Where to start with the parameters?

You can pretty much start with any value for any parameters, but to at least get some kind of clustering, I recommend you start with setting pi to be the dimensionality of your dataset (number of columns or markers in the dataset). This gives Chronoclust the flexibility in creating the Microclusters.

Once you have some kind of clustering going, then you can start playing around with others. I will generally start by looking at the number of clusters produced and tuning epsilon. If there are too many clusters (overclustering), I’ll tune epsilon down (make it smaller). Otherwise, make it a bit bigger. Do note that a small reduction/increment in epsilon can dramatically alter the clustering produced.
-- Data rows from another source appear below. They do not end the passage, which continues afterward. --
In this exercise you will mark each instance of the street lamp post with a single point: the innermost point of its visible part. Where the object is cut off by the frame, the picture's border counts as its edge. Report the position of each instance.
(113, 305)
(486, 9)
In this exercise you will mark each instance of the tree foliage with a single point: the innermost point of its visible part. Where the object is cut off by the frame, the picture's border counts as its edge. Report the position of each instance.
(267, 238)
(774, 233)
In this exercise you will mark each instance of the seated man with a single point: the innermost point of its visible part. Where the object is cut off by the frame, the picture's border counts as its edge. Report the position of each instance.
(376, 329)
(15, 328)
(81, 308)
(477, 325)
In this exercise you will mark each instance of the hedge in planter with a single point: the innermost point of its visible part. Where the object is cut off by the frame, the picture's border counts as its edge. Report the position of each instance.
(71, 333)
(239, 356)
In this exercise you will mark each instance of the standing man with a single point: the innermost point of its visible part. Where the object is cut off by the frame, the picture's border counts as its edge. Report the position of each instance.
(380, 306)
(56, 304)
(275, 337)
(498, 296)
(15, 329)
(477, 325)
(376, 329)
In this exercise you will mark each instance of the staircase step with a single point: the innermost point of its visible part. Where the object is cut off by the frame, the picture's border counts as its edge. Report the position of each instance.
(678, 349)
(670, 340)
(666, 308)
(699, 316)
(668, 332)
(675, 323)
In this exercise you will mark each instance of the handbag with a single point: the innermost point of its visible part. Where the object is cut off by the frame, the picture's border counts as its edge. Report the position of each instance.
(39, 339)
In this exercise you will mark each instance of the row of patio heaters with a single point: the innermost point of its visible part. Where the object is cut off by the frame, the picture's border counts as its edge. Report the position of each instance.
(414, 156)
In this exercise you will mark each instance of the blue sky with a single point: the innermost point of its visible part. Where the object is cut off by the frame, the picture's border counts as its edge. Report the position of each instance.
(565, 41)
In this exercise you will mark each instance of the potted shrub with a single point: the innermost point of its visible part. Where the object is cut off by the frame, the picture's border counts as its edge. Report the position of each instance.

After it looks sort of right, then you can move on to beta, mu, and/or upsilon.

If you find that the clusters are too wide or big (has too big of a reach), then it could very well be that you have set the requirement for the MCs to be too lenient, i.e. the parameter combination allows small MCs to be formed and included in the final clustering. What you can do here is make beta and mu bigger so small MCs are treated as outliers and not included in final clustering. You can also make upsilon smaller, which will split your big wide cluster into few smaller ones.

Data files

The synthetic dataset and corresponding gating is available under synthetic_dataset folder.

The WNV dataset and gating are available from FlowRepository repository FR-FCM-Z285.

Providing gated files for ChronoClust

For the clustering result to be meaningful, there must be some sort of labelling attached to each cluster produced by ChronoClust. You can do this by manually annotating either the result file or the file containing the points belonging to each cluster. However, there are times (such as when we prepare the result for our paper) when a ground truth is already available. In this case, you can automatically get ChronoClust to label the clusters based on the ground truth label.

To do this, you need to first find the centroid of each cell population or grouping in your ground truth. This can easily be done by just taking the mean of the data points for each population/grouping. You can either do this yourself or just use the script in cluster_labelling/calculate_gating_centroid.py (this is the script we used for our paper). It shall produce the file similar to the gating centroid found in synthetic dataset (synthetic_dataset/gating_fine/gating_centroids.csv) or the WNV dataset. Please note that if you want to do this, make sure you format your ground truth data in similar format as ours (label is named PopName at least). Consult synthetic_dataset/gating_fine/synthetic_d0.csv for example. Thereafter, you need to pass this file (just the location) to ChronoClust as gating_file parameter. ChronoClust will then attempt to match each cluster to the nearest population/grouping. For more information on how it does this, please download the paper.

If you do this, the result file will have an extra column call predicted_label, the cluster label based on supplied ground truth. Only after you have this then you can label each data points in cluster_points file (generated by ChronoClust) with their predicted label (based on predicted_label above) and true label (given by ground truth).